Since getting back from Bristol I've begun writing up something I can't talk about, started a big, new project I can't talk about, been okayed for something I can't talk about, and invoiced for something I can't talk about. Yet. And there's a whole load of stuff of mine coming out in the next few months, and I shouldn't be talking about any of that yet, either.

This, of course, is where the Internet is a dangerous temptation. And having a blog even worse. I have to content myself with sharing my secrets with the wife and cat. Lucky them.

At least I'm not alone in this. I guess it's a Writer Thing that you only talk about Old Stuff, while anything you're actually doing (and interested in) is embargoed until months after you've handed it in and forgotten all about it.

Sharing details of these top secret projects with those in the same boat doesn't lighten the load, either. Oh no. It's not just that it means shouldering more salacious details that can't be passed on, I'm also terribly envious of what they've got out in the world just now...

Eddie Robson, for example, is similarly writing things he can't talk about yet. Still, I found out today he has his own blog, which is typically brilliant, sharp and better-than-what-I-do.
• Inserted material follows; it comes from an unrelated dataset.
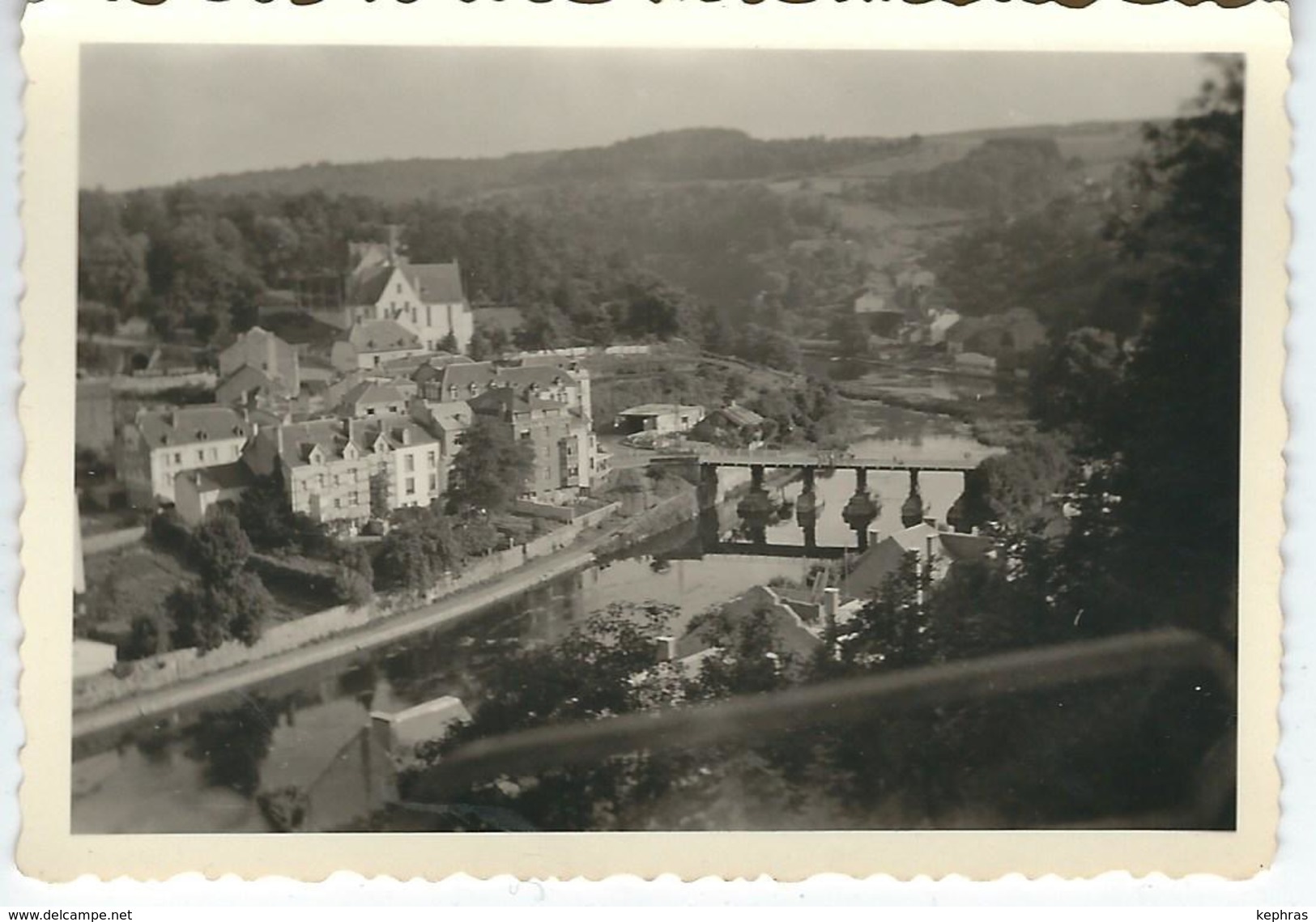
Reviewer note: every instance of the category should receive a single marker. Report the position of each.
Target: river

And I should be collecting his new book on Film Noir tonight, which I did proofing duties on and so have already read. And it's brilliant, sharp and better-than-what-I-do, too. Damn him.
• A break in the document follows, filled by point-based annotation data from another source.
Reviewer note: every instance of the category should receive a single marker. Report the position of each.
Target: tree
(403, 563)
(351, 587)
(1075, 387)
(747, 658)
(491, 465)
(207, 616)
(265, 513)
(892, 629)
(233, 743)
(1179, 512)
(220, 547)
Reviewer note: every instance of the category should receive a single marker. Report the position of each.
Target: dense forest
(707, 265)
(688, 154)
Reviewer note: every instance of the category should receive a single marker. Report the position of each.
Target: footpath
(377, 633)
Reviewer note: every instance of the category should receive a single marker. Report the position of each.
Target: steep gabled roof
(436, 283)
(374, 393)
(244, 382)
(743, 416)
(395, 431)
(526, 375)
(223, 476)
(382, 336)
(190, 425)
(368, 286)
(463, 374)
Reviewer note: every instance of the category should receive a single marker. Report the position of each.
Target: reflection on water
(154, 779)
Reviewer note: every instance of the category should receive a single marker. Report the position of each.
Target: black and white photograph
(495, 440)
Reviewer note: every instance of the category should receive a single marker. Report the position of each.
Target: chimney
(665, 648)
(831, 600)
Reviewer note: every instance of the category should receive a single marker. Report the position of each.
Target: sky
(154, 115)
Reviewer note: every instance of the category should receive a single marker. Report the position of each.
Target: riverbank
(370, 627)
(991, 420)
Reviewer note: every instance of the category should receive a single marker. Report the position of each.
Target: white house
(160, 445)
Matthew Sweet is also writing something he can't talk about yet. But he's on the telly next week dishing dirt. And in the Times today, and all that sort of thing. Gah!

And Joe Lidster is writing things not to be spoken of, and said he'd kill me even for the merest mentioning. So that's just between you and me, eh?

Wednesday, August 03, 2005

Did I really write that?

Just back from Bristol, where the Doctor and I looked in on friends' new babies. Got a bit drunk last night, which was fun, and also went to the obligatory museums. The Doctor liked the slavery stuff at the Industrial Museum, and the Georgian House was cool, too, though had an awful lot of steps when you're lugging a heavy bag. Both museums were nicely free.

Have been reading Tom Reilly's revisionist history of Cromwell in Ireland, for reasons which may one day come to light. Lots of detail, though it's sometimes quite repetitive. I can also see where the Amazon reviewer is coming from about the Reilly favouring secondary sources over primary... but there's really no need for how savage that review is. Academics, eh?

Popped in to the Big Finish offices on Friday and got to hear the first few minutes of Lost Museum. Golly. Had a Ron Grainer moment. Oh, and Christmas is in - I think it works. And proofs of Time Travellers are in the post.